Paulson ne veut plus toucher à son enveloppe d’ici à l’arrivée d’Obama
Publié par LeTransmuteur dans : Actualité, Krach

Le secrétaire au Trésor américain Henry Paulson a déclaré lundi qu’il ne comptait pas puiser davantage dans les 700 milliards de dollars mis à sa disposition par le Congrès pour sauver les banques d’ici à la prise de fonction du président Barack Obama, le 20 janvier.
« Je vais faire ce que nous devons faire pour maintenir un système fort, mais je ne vais pas chercher à engager de nouvelles choses à moins qu’elles ne soient nécessaires, à moins qu’elle n’aient un grand sens », a déclaré M. Paulson dans un entretien mis en ligne par le Wall Street Journal.
« Je veux préserver la puissance de feu et la flexibilité que nous avons maintenant » pour « ceux qui viennent après nous », a-t-il ajouté.
Sur les 700 milliards débloqués par le Congrès début octobre, M. Paulson a reçu l’autorisation de dépenser 350 milliards. Il devait normalement revenir devant le Congrès pour obtenir le déblocage de la seconde moitié des fonds.
Le Trésor a déjà alloué 290 milliards de dollars: 250 milliards destinés à renflouer des banques et 40 milliards sous forme de prêt à l’assureur AIG. Il lui reste donc théoriquement 60 milliards à dépenser sur la première tranche.
Le ministre a annoncé le 12 novembre avoir renoncé au cœur de son plan de sauvetage du système financier (un mécanisme de rachat des actifs invendables des banques accumulés pendant la dernière bulle immobilière), estimant qu’il était plus simple et plus efficace que l’État prenne directement des participations dans des établissements bancaires sains.
Les institutions financières de dépôt cotées avaient jusqu’au 14 novembre pour participer au programme. Le ministère a annoncé lundi que des institutions bancaires non cotées pouvaient également postuler, jusqu’au 8 décembre.
Sur les 250 milliards alloués à ce « programme d’achat de capital », le Trésor a versé fin octobre 115 milliards de dollars à huit des plus grandes banques américaines en échange d’une prise de participation minoritaire dans leur capital.
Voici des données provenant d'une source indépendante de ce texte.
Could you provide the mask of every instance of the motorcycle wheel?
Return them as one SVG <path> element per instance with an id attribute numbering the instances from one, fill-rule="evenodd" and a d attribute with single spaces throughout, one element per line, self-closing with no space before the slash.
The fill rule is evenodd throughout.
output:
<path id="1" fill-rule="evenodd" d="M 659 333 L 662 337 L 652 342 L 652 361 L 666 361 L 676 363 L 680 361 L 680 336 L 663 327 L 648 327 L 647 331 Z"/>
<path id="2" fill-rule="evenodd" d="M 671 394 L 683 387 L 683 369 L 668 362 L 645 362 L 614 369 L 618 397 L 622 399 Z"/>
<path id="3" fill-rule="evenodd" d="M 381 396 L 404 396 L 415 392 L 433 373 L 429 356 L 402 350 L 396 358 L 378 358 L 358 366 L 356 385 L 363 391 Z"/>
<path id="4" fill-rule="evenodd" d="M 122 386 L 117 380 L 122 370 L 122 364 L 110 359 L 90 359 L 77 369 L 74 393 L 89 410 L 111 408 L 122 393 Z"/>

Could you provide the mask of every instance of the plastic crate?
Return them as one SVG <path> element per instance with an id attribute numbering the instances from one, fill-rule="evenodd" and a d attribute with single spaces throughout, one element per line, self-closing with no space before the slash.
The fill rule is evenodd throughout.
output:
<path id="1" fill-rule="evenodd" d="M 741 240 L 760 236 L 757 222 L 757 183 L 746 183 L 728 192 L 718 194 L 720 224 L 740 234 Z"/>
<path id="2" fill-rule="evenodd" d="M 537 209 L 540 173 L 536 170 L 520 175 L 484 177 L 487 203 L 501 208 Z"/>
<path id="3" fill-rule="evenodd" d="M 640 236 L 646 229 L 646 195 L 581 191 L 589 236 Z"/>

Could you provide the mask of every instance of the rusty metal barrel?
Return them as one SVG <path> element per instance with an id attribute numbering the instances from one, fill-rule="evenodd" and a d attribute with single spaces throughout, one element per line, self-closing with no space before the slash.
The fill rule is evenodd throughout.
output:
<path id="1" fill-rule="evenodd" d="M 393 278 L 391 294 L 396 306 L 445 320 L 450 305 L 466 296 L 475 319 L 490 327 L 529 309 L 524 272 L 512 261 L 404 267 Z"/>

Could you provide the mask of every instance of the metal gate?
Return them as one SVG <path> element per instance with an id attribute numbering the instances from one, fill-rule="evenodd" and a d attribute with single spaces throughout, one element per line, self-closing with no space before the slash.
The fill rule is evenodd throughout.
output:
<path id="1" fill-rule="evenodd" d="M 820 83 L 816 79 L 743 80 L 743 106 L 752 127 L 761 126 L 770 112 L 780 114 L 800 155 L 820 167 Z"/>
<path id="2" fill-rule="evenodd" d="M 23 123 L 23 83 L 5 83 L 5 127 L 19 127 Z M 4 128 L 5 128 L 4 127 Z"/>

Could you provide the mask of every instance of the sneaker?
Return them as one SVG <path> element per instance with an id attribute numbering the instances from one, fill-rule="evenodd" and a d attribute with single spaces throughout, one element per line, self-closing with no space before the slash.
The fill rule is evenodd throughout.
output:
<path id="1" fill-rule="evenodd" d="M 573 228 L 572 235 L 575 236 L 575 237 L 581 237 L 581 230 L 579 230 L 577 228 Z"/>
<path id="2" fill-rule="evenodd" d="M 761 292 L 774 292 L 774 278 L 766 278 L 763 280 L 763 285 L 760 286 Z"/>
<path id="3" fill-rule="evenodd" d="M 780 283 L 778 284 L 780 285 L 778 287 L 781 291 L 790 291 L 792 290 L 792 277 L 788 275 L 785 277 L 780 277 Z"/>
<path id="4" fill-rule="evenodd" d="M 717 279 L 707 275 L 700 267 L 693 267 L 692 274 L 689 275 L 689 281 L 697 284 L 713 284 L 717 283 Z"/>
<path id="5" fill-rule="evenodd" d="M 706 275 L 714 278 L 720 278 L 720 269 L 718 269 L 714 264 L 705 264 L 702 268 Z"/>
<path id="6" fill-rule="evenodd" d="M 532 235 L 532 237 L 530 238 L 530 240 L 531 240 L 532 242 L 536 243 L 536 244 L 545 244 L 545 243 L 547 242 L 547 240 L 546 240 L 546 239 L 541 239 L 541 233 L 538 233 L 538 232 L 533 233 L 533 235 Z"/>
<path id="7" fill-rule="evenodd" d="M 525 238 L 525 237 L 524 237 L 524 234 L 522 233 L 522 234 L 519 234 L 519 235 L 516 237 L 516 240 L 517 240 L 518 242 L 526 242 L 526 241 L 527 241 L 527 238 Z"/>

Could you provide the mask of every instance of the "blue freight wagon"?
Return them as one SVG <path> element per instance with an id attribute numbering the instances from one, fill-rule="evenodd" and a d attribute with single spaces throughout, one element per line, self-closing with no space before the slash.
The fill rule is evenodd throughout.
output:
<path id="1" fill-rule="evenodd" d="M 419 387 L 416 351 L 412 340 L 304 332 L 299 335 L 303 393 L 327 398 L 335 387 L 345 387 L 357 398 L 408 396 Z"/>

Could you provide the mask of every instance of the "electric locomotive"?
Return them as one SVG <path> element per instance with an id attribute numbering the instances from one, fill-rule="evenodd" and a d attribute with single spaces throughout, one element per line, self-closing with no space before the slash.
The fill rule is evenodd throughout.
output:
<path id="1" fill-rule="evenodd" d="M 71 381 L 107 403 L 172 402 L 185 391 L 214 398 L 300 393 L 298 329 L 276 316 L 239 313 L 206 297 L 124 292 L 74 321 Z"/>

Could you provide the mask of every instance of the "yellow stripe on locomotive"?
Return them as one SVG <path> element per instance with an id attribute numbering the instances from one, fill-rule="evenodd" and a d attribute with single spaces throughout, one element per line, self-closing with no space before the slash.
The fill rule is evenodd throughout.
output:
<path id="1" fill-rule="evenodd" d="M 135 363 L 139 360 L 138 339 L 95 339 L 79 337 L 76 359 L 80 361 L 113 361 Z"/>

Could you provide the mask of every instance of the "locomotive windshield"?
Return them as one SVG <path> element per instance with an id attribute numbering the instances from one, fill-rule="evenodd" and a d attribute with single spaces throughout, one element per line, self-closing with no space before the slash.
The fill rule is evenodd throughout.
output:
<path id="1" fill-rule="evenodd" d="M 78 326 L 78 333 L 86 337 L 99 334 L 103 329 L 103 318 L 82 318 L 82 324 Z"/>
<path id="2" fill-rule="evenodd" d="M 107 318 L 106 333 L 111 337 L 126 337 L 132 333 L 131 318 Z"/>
Dix milliards doivent être versés à la banque d’affaires Merrill Lynch lorsqu’elle aura été absorbée par Bank of America.
Le ministère a annoncé lundi avoir versé 33,56 milliards de dollars supplémentaires sur le même principe à 21 nouveaux établissements financiers.
L’établissement le mieux loti, US Bancorp, la grande banque de Minneapolis (nord), a ainsi reçu 6,599 milliards de dollars.
Selon le Trésor, ce programme pour lequel il reste près de 91,5 milliards de dollars à dépenser doit se poursuivre normalement.
Alors que le Congrès a repris lundi une session de transition jusqu’au changement de président, la majorité démocrate souhaite utiliser une partie de la cagnotte de M. Paulson pour venir en aide aux constructeurs automobiles.
Le président sortant George W. Bush, qui dispose d’un droit de veto, a indiqué samedi qu’il n’en était pas question, le gouvernement s’en tenant à une ligne simple: cet argent doit servir à stabiliser le système financier.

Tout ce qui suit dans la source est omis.